Another study that is not yet peer reviewed bolsters the case that the BA.1 version of Omicron causes less severe disease than previous variants, especially Delta; only half a percent of 52,297 Omicron cases in Southern California required hospital admissions. Similarly in the U.K., most admissions to the intensive care unit were caused by Delta until January 19, 2022, when the most recent data are available.
Although BA.2 looks quite different from the original Omicron, there is no evidence yet to suggest that it is any more severe than the previous variant. Neither the Danish nor the U.K. data show any difference in hospitalizations between BA.1 and BA.2 variants. And in other countries where BA.2 is now spreading, the WHO reports that hospitalizations are not rising any faster than what would otherwise be expected.
“We expect antibodies elicited by BA.1 will neutralize BA.2 fairly well, since the viruses are relatively similar in their [binding regions],” says Bloom. For this reason, Bloom thinks it is unlikely that massive BA.2 waves will follow in regions that just suffered from an Omicron surge.
Will vaccines protect against BA.2?
However, the results from preliminary data are mixed as to whether current vaccines will be more or less protective against BA.2 compared to BA.1, which has experts concerned about more potential breakthrough infections. For context, BA.1 is already very efficient at dodging previous immunity. It also reduces the efficacy of two doses of the Pfizer-BioNtech mRNA vaccine, though a third dose at least partially restores it.
The U.K. Health Security Agency estimates that existing vaccines are equally effective at preventing symptomatic disease caused by BA.2 and BA.1, though their data are based on a relatively small number of cases. The U.K. data showed that a booster dose administered two weeks after the second shot of a vaccine was 63 percent effective at preventing symptomatic disease from BA.1 and 70 percent effective for BA.2.

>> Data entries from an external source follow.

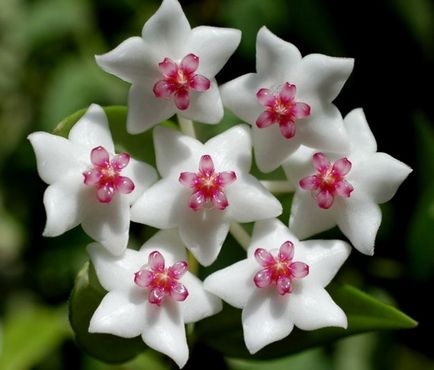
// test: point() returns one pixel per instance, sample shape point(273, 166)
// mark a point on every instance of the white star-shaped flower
point(151, 293)
point(204, 187)
point(281, 284)
point(288, 100)
point(344, 188)
point(172, 68)
point(88, 184)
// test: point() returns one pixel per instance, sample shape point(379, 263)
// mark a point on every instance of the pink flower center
point(279, 269)
point(161, 281)
point(105, 174)
point(281, 108)
point(207, 185)
point(179, 80)
point(329, 180)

Preliminary studies with lab-synthesized versions of the coronavirus also suggest that neutralizing antibodies collected from the blood of vaccinated people are equally capable of blocking BA.1 and BA.2. And Fred Hutchinson’s Bloom and others have done modelling based on the subvariant’s specific mutations, and they predict that BA.2 won’t be as good as BA.1 at evading antibodies from vaccines.

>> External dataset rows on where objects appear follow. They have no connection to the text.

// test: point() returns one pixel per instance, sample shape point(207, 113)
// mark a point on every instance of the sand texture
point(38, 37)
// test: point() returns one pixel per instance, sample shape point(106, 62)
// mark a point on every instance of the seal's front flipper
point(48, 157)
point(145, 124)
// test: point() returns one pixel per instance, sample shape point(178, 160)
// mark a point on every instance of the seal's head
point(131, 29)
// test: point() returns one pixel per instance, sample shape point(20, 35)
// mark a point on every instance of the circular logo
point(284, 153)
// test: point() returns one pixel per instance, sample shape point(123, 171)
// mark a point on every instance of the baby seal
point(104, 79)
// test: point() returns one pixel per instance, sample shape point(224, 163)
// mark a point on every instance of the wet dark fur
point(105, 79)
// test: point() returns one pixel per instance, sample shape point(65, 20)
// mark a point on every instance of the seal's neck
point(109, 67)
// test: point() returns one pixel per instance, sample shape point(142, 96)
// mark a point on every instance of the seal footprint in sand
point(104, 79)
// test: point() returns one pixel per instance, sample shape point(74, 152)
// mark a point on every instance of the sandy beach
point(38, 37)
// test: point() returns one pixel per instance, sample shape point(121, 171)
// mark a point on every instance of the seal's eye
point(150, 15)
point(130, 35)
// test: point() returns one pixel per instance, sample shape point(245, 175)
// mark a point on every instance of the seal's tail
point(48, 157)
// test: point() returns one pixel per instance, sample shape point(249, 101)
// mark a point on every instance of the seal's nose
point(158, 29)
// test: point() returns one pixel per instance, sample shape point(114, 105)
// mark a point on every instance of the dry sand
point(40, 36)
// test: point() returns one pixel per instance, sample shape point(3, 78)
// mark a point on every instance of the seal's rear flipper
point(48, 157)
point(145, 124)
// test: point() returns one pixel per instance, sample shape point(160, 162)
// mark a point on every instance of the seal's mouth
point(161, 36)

By contrast, the Danish study is based on a larger case sample, and their data suggest the BA.2 subvariant is even better at evading immune protection provided by vaccines than the original version.
For now, it’s tough to say anything for sure until more real-world data come in. “Obviously, there are not yet direct experimental measurements for BA.2,” Bloom notes, “so we will know more soon.”